Acordão de 2018-07-05 (Processo n.º 10290/13.3YIPRT.L1.S1)

  • Emissor:Supremo Tribunal de Justiça
  • Tipo:Acordão
  • Data de Publicação:2018-07-05
  • Processo:10290/13.3YIPRT.L1.S1
  • Fonte Direito:JURISPRUDENCIA
  • Relator:MARIA DOS PRAZERES PIZARRO BELEZA
  • Descritores:IVA; DIREITO À DEDUÇÃO; PRAZO DE CADUCIDADE; FACTURAS; PRINCIPIO DA NEUTRALIDADE FISCAL; LIQUIDAÇÃO; DIRECTIVA COMUNITÁRIA; DIRETIVA COMUNITÁRIA; PRINCÍPIO DA PRECLUSÃO; TRIBUNAL DE JUSTIÇA DA UNIÃO EUROPEIA; QUESTÃO PREJUDICIAL; DIREITO DA UNIÃO EUROPEIA; UNIÃO EUROPEIA
  • Sumário:I - Segundo o entendimento do TJUE, o direito de dedução é um princípio fundamental do sistema comum do IVA instituído pela UE, o qual garante o princípio da neutralidade da carga fiscal de todas as actividades económicas sujeitas a IVA. O exercício do direito de dedução está sujeito a requisitos e condições, não sendo incompatível com a Directiva IVA o estabelecimento de um prazo de preclusão, desde que sejam respeitados os princípios da equivalência e da efectividade.

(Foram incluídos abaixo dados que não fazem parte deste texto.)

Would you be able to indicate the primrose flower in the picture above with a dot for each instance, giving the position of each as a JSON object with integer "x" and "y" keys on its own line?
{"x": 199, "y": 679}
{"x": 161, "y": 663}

    II - O direito à dedução constitui-se quando o imposto dedutível se torna exigível, o que, num caso em que é obrigatória a emissão de facturas, coincide com essa emissão ou com o termo do prazo para o efeito. Havendo lugar a rectificações, devem ser emitidas as facturas correspondentes às mesmas (n.º 7 do art. 29.º do CIVA), as quais, em princípio, deverão conter as indicações constantes do n.º 5 do art. 36.º do CIVA, por valerem quanto a elas as razões subjacentes às exigências legais.
    III - Assim, é de considerar que o prazo de caducidade a que se refere o n.º 2 do art. 98.º do CIVA apenas pode iniciar o seu curso a partir do momento em que a autora recebeu os avisos de lançamento enviados pela ré e destinados a rectificar as facturas que inicialmente lhe foram remetidas, pois só a partir deste momento aquela estava em condições formais para exercer o direito à dedução do acréscimo do imposto determinado por liquidação adicional. Como foi entendido pelo TJUE, reportar o início desse prazo a momento anterior contrariaria os arts. 63.º, 167.º, 168.º, 178.º a 180.º, 182.º da Directiva n.º 2006/112/CE, do Conselho, de 28-11-2006 e o princípio da neutralidade fiscal.
    IV - Constando dos avisos de lançamento mencionados em III a indicação dos números das facturas aí aludidas, é de concluir pela existência de uma referência expressa às mesmas, pelo que aqueles documentos devem ser tidos como documentos equivalentes às facturas para efeitos do n.º 7 do art. 29.º do CIVA. Não se verifica qualquer violação formal que impeça a verificação dos requisitos materiais do direito à dedução, sendo que a solução adversa seria desconforme com o disposto no art. 219.º da Directiva n.º 2006/112/CE e com o entendimento do TJUE sobre a questão.